1 in 4 Native kids growing up in Poverty

"Today for the first time in history, the largest group of Americans living in poverty are children. One in five children live in the most abject, dangerous, hopeless, back-breaking, gut-wrenching poverty any of us could imagine. One in five, and they're children. If fidelity to freedom of democracy is the code of our civic religion, then surely the code of our humanity is faithful service to that unwritten commandment that says we shall give our children better than we ourselves received." - West Wing

I am using this quote as an intro to a story that came out yesterday that says 1 in 10 children in Canada are living in poverty. What is also says that 1 in 4 native children are living in poverty. 1 in 4!
www.cbc.ca/canada/manitoba/story/2009/11/24/child-poverty.html

We need to be crying out against this. Writing our government, our band councils, amnesty international, whomever we can that might help fix this. Most importantly, we have to work to fix it ourselves. Our voices count, our vote counts. We are suppose to give our children more then we have. We need to finish school, we need to get jobs that afford us a standard of living that isn't poverty. We need to help our families. We need to expect more of ourselves, we need to be responsible for ourselves, our choices, our people. It isn't all external forces that cause this statistic. External forces are most assuradly a part of it, but not entirely.

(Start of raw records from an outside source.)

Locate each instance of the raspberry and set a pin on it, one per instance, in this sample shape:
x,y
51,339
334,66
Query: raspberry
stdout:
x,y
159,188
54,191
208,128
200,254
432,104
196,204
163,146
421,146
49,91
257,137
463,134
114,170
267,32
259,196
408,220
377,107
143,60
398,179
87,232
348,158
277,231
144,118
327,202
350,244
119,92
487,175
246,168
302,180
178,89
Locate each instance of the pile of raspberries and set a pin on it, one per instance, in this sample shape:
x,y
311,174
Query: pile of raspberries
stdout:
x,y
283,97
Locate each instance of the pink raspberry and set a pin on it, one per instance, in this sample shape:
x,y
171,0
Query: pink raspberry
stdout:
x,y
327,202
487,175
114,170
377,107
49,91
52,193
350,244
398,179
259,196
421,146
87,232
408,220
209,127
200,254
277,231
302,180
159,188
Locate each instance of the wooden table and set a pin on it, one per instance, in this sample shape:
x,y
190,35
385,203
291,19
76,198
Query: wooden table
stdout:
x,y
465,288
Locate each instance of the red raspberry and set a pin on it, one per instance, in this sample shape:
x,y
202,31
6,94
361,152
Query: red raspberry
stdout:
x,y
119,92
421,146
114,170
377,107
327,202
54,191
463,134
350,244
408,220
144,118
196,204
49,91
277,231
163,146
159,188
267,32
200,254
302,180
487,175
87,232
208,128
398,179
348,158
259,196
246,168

How do we change this statistic? How do we ensure our children have better then we ourselves had???

Monday, November 23, 2009

CBC Radio - Native Kids in care - Broken promises

Child Welfare - Native Kids

Two decades ago, Canada signed on to the United Nations Convention for the Rights of the Child. It acknowledged that all children have the right to be safe and protected from harm, cared for, nurtured, and heard.

It's a commitment to children that critics say Canada has ignored.
Their case in point. One in ten Canadian children live in poverty and a lot of those children live on reserves. And it's being alleged that those kids do not have the same access to health care, education and other services as children living off reserves.

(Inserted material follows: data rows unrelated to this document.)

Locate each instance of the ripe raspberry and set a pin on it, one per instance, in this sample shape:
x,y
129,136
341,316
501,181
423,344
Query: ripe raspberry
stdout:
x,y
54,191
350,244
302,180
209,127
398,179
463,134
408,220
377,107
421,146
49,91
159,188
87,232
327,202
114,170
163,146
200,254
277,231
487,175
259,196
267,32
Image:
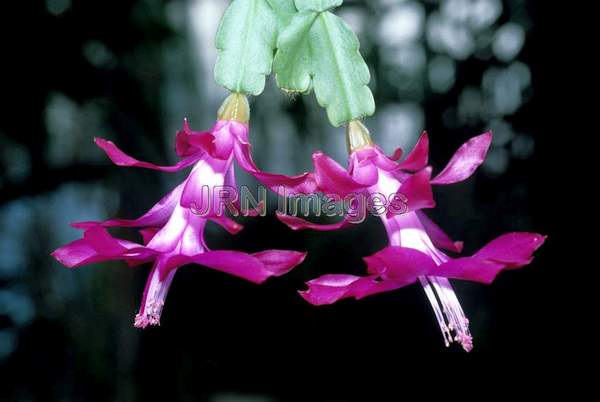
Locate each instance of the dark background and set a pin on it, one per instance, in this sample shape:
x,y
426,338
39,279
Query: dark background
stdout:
x,y
131,70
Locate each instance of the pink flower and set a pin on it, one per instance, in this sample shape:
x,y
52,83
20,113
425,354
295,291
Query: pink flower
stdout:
x,y
173,231
414,253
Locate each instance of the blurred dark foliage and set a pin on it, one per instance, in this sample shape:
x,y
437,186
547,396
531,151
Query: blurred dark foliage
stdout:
x,y
223,339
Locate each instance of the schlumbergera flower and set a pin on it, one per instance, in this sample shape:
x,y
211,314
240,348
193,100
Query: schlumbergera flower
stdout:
x,y
173,230
416,243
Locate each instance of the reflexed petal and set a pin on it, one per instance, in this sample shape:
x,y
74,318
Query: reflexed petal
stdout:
x,y
119,158
228,224
295,223
400,264
148,234
509,251
418,158
248,266
514,249
98,246
364,171
465,161
332,178
200,186
438,237
280,262
417,192
330,288
279,183
158,215
189,142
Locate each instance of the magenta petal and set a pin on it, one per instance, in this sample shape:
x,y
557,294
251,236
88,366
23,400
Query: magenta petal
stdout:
x,y
148,234
438,237
158,215
400,264
188,142
418,158
465,161
103,242
514,249
121,159
295,223
228,224
398,152
417,192
328,289
280,262
201,187
236,263
77,253
279,183
332,178
98,246
470,269
509,251
364,172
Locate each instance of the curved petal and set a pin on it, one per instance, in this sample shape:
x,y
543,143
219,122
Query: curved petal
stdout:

The Assembly of First Nations and the First Nations Child and Family Caring Society have filed a human rights complaint, saying this is blatant discrimination.
A tribunal had been scheduled to begin hearings into the complaint last week. But those hearings have now been postponed until January 18th, a delay that further frustrates those making the complaint.

Cindy Blackstock is one of them. She is the Executive Director of the First Nations Child and Family Caring Society. She is to be awarded the Economic Justice Fellowship today from The Atkinson Charitable Foundation. She was in Montreal. And Carolyn Buffalo is Chief of the Montana Cree Nation in Hobbema, Alberta and mother of Noah.

We invited Chuck Strahl, the Minister of Indian and Northern Affairs Canada and Janis Tarchuk, Alberta's Minister of Children and Youth Services to appear on the program. They both declined our invitation.

We also invited federal Health Minister Leona Aglukkaq but received no response. Ottawa has responded to the Human Rights complaint by arguing the Tribunal does not have jurisdiction to hear the matter because the federal government is the funder of the services and not the provider. The government will be in Federal Court in January to try and stop the Tribunal.